I believe that a child needs limits which provide him with a sense of security, safety and consistency. I also believe that a child should be offered choices whenever possible- enabling him to have some control over changing his behaviors. If a child cannot make an appropriate choice, or behaves in a manner inconsistent with his choice, then it is time for the adult to guide. This guidance must always be in a positive manner, following certain steps which child development specialists deem most appropriate and effective. These steps are as follows:
1. Get down on the child's level physically (bend down to meet the child eye to eye if possible).
2. Maintain eye contact, with a gentle hand on the shoulder if
needed, speaking in a calm, caring voice.
3. Explain why the behavior is inapropriate. ie: "Hitting hurts,
it's not OK to hit someone."
4. Acknowledge and validate the child's feelings (because all feelings
are ok) and explain a possible alternate action. ie: "You seem
angry because he took your toy. It's ok to be angry but it's not
ok to hit. Use words to tell him that you want your toy back."
(note: toddlers need shorter explanation and redirection: "Hitting
hurts. No hitting. Let's go play over here instead."
5. Redirect the child if needed. ie: "Let's go play in another area."
Remember that there is a difference between DISCIPLINE and PUNISHMENT. Discipline uses behavior management techniques which will help the child learn.
Corporal punishment, physical reprimanding, spanking and/or yelling at a child are not only illegal in a child care setting but definitely against my principles and certainly ineffective discipline. Guidance must be given in a way which does not compromise the child's self-esteem (which can lead to serious emotional problems later in life) and focusing on the BEHAVIOR, not the child himself. ie: "I like you, but I don't like what you did." Everyone deserves respect for their feelings, whether an infant, preschooler, teen or adult. All of our feelings are valid, real and acceptable. But what we DO with those feelings, the actions we choose to express those feelings are the things that need to be learned as we grow. It is my job along with the parent, to help each child learn acceptable ways of expressing their feelings.
Children will most often be given second chances. This is how they are able to show what they have learned. They will also be given choices when appropriate. ie: "Can you pick up the blocks yourself or shall I help you?" (The blocks get picked up either way but the child has some control over HOW they will be picked up- therefore the power-struggle is avoided).

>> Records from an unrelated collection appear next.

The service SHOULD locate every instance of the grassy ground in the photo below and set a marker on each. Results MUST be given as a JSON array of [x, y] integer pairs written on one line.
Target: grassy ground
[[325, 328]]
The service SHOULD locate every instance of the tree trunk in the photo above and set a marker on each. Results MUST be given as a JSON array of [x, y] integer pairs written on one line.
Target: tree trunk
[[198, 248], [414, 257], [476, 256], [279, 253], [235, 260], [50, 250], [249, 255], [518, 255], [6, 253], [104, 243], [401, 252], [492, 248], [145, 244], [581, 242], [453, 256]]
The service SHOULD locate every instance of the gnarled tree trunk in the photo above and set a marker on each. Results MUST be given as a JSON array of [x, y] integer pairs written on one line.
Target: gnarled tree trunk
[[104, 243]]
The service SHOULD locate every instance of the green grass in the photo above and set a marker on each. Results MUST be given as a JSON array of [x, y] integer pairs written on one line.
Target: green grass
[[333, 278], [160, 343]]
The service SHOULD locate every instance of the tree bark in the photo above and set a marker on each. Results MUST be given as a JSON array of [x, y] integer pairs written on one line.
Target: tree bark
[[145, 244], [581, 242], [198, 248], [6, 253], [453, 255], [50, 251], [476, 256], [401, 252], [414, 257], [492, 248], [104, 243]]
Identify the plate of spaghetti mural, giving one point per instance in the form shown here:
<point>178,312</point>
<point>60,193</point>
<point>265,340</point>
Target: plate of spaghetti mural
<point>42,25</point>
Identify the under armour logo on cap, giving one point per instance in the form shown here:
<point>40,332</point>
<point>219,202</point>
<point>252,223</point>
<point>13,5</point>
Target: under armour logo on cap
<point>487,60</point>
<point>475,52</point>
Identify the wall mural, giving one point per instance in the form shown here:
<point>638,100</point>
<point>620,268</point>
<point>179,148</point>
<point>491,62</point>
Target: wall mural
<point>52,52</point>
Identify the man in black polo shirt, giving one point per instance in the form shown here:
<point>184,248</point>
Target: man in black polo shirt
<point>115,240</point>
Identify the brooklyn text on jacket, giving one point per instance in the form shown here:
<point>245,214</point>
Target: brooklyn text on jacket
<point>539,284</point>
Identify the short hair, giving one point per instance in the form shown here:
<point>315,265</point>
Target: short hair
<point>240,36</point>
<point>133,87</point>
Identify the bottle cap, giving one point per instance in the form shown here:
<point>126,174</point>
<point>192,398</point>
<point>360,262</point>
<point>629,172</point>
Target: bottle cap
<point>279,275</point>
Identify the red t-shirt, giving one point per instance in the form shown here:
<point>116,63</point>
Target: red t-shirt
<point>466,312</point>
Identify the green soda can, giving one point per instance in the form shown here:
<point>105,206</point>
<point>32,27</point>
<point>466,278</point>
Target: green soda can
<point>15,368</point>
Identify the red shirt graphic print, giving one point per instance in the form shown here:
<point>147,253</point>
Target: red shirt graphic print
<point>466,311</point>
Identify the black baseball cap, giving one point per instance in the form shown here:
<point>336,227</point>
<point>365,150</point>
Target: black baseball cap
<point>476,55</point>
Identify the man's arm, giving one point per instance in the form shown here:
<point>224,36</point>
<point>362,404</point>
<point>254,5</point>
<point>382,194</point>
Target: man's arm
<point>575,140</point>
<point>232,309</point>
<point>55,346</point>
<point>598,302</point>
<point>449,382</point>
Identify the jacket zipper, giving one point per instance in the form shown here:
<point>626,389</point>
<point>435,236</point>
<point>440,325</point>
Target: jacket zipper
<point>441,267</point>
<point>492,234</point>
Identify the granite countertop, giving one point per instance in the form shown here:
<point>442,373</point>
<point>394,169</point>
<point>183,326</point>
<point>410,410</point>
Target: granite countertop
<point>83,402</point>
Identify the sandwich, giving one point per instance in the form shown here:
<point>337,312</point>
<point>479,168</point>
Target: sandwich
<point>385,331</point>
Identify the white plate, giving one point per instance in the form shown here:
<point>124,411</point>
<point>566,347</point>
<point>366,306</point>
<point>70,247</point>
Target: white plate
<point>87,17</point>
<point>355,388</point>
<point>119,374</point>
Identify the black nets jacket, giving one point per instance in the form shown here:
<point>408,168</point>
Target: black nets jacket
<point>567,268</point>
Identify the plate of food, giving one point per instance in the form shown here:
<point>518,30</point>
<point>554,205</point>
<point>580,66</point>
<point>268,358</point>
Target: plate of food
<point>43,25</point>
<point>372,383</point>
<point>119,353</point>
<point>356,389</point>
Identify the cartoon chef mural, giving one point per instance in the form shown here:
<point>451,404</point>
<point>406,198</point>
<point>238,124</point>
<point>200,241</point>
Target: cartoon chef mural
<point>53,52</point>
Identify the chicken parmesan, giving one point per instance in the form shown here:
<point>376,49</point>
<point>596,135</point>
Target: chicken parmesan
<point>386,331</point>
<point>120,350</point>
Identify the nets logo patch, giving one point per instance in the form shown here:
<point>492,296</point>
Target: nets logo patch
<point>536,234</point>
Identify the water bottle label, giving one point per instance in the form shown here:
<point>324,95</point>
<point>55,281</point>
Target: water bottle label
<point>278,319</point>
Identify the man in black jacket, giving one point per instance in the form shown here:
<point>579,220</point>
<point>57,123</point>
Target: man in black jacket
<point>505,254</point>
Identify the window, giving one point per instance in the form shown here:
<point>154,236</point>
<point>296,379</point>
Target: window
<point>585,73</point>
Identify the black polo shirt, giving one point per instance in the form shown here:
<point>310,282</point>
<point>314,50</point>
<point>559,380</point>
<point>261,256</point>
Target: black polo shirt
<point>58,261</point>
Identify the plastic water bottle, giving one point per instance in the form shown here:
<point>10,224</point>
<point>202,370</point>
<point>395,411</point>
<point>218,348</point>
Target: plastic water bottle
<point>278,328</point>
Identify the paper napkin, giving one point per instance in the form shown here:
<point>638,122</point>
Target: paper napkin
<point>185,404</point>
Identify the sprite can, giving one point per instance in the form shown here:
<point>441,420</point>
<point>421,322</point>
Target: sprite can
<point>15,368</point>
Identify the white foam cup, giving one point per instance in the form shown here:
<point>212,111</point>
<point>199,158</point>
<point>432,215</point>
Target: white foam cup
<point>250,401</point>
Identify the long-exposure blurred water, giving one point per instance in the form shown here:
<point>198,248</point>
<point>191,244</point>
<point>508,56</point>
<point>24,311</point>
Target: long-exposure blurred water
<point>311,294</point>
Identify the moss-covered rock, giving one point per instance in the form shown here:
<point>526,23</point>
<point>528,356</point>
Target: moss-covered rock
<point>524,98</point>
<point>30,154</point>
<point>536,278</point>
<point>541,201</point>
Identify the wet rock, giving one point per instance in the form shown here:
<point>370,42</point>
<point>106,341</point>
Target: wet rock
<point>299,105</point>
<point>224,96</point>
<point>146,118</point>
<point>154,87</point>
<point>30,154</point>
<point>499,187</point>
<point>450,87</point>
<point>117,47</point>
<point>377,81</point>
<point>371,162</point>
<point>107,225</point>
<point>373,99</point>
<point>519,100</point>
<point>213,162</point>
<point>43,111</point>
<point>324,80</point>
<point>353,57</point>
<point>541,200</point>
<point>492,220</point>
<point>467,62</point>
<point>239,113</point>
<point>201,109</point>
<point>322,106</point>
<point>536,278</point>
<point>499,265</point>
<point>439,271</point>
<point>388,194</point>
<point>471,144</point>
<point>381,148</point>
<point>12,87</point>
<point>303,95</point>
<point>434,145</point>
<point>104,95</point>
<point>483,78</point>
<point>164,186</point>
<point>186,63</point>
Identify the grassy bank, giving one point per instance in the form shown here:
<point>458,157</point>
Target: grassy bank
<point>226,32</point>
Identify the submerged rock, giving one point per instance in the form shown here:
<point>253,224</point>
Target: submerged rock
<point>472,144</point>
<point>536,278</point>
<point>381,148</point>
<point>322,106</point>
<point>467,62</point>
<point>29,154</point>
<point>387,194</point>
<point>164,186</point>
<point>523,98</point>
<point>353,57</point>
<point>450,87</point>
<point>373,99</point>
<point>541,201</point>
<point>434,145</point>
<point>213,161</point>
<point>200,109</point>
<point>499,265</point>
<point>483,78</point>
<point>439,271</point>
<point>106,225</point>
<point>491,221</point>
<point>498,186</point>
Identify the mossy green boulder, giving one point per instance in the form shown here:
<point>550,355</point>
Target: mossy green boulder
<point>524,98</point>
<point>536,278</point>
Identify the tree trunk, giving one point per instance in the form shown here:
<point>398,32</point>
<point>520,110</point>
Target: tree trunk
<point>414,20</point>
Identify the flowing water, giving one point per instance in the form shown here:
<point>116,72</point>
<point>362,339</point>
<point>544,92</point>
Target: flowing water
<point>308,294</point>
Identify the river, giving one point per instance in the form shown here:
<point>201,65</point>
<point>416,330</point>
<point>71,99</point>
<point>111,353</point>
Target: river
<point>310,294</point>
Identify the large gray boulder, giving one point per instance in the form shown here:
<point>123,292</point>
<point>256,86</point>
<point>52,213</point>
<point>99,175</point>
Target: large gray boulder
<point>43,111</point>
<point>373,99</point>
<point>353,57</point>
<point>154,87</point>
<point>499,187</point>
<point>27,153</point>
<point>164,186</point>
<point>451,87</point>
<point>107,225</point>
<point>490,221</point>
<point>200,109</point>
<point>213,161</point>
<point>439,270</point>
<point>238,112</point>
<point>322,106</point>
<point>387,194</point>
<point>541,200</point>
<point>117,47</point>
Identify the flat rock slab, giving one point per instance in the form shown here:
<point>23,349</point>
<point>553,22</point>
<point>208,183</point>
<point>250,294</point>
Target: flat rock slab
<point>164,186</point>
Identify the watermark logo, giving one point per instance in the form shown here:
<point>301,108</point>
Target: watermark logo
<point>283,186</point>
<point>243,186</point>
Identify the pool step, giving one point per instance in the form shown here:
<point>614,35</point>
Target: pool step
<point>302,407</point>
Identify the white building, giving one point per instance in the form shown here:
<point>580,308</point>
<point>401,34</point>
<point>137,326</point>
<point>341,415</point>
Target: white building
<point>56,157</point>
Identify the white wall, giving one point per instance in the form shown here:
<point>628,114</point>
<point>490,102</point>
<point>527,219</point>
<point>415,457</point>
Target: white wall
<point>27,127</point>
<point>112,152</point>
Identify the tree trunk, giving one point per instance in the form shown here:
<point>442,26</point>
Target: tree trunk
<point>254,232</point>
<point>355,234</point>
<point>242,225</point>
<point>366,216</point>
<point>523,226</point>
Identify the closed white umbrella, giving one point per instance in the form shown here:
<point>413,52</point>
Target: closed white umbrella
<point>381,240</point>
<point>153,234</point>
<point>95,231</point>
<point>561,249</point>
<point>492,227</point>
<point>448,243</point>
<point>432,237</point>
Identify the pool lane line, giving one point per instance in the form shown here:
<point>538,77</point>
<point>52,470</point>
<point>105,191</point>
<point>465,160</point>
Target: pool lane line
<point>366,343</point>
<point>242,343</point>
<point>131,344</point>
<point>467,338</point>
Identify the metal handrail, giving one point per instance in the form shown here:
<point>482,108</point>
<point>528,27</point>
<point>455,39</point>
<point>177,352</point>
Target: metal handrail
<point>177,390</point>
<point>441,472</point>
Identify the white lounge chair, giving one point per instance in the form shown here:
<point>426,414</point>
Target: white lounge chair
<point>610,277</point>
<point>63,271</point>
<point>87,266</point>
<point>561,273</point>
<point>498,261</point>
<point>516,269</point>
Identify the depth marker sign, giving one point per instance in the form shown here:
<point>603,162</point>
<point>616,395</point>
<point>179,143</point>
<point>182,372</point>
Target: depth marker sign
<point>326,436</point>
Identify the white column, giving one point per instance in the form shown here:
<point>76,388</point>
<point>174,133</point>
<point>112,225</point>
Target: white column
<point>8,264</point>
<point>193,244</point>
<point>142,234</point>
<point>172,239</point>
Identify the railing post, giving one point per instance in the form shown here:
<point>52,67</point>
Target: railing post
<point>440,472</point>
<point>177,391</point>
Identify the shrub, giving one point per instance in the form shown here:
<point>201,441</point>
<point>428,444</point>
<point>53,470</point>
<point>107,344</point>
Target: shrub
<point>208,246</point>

If a child needs time away from the group to gain control over his emotions or body, this period of "time out" will not be in any one particular chair or area, but rather a place of the child's or my choice at the given moment. This removal from the area or group isn't to "shame" a child but rather to take an opportunity to talk with me on what's going on with the child and how we can solve the problem. Remember that discipline is a time to learn appropriate behaviors.
Temper tantrums are a normal part of childhood, not only for toddlers but for preschoolers as well.
(School-agers and teenagers have their own form of "temper tantrums" too!) We can understand that they are normal and to be expected but it obviously does not make them acceptable. At Apple Tree, temper tantrums are dealt with through patience, hugs and understanding!